Les sujets autour de la stabilité régionale ne manquent donc pas : promotion des droits de l'Homme, lutte contre l'immigration clandestine et les trafics en tout genre (en premier desquels les armes légères et la drogue), règlement des conflits "gelés" (Ossétie du Sud en Géorgie, abkhazie où Moscou maintient un contingent de "casques verts", celui du Nagorny - Haut Karabakh opposant l'Arménie à l'Azerbaïdjan ou encore en Transniestrie en Moldavie - où stationnent 12 000 soldats russes), protection des approvisionnements énergétiques pétroliers et gaziers en provenance de la mer Caspienne et transitant soit par cargo ou oléoducs, à, l'instar du BTC, du nom de l'oléoduc partant de Bakou, transitant par la Géorgie et aboutissant à Ceyhan en Turquie)

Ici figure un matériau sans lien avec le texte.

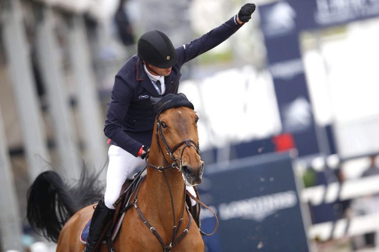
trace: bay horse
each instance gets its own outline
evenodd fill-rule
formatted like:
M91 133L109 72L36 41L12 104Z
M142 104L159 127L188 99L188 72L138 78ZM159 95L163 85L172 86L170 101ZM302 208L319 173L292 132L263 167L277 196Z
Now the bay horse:
M187 98L179 96L163 97L155 107L158 106L147 175L134 193L134 207L126 212L113 242L117 252L204 251L185 198L186 185L201 183L204 169L198 117ZM28 192L28 219L34 230L57 242L57 252L82 252L85 246L80 241L81 232L92 216L94 205L77 211L83 204L77 201L93 193L87 191L92 183L87 188L82 185L80 190L66 184L52 171L40 174ZM107 249L101 245L97 251Z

Par ailleurs, le cadre de la Déclaration de Borjomi, signée par les présidents géorgien Mikhaïl Saakachvili et ukrainien Viktor Iouchtchenko, le 12 août 2005, annonçant la création d'une "Communauté de choix démocratique", allant de la mer Baltique à la mer Caspienne et s'inscrivant dans la foulée des révolutions dites "colorées"( "révolution de la rose" en Géorgie en 2003, "révolution orange" en Ukraine en 2004) est un autre facteur qui pose le cadre géopolitique régional, tout en étant fortement nuancée par les espoirs déçus de renouvellement démocratique.
Il s'agit également d'un débat qui s'inscrit dans une thématique beaucoup plus large qui implique les liens tout à fait particuliers qui unissent les pays à l'Union européenne, mais bien évidemment aussi la Russie puisque la géopolitique des hydrocarbures, l'indépendance des sources d'approvisionnements énergétiques ainsi que l'équilibre des puissances dans la région (caractérisée par une présence américaine de plus en plus forte, marquée par la présence de plusieurs bases de l'OTAN en Roumanie et en Bulgarie) a, semble-t-il, apporté de nouveaux éléments stratégiques.
En témoigne l'action déterminée des forces navales roumaines, bulgares, turques et ukrainiennes dans le cadre de l'opération Active Endeavour, des exercices menés par l'Otan en mer Noire. Le dernier en date s'étant tenu en juin 2006, signe l'extension à la mer Noire de l'opération antiterroriste - et ce malgré une réticence certaine de Moscou à cette extension. Il est néanmoins significatif qu'au début de l'année 2006, deux navires russes de la Flotte de la mer Noire aient pris part à Active Endeavour en Méditerranée. Il faut également mentionner l'activation possible de la BlackSeaFor, contre le terrorisme international, eu égard à la menace que ce dernier fait peser sur la sécurité des approvisionnements énergétiques, éléments stratégiques, dont l'UE a pleinement pris conscience, enfin !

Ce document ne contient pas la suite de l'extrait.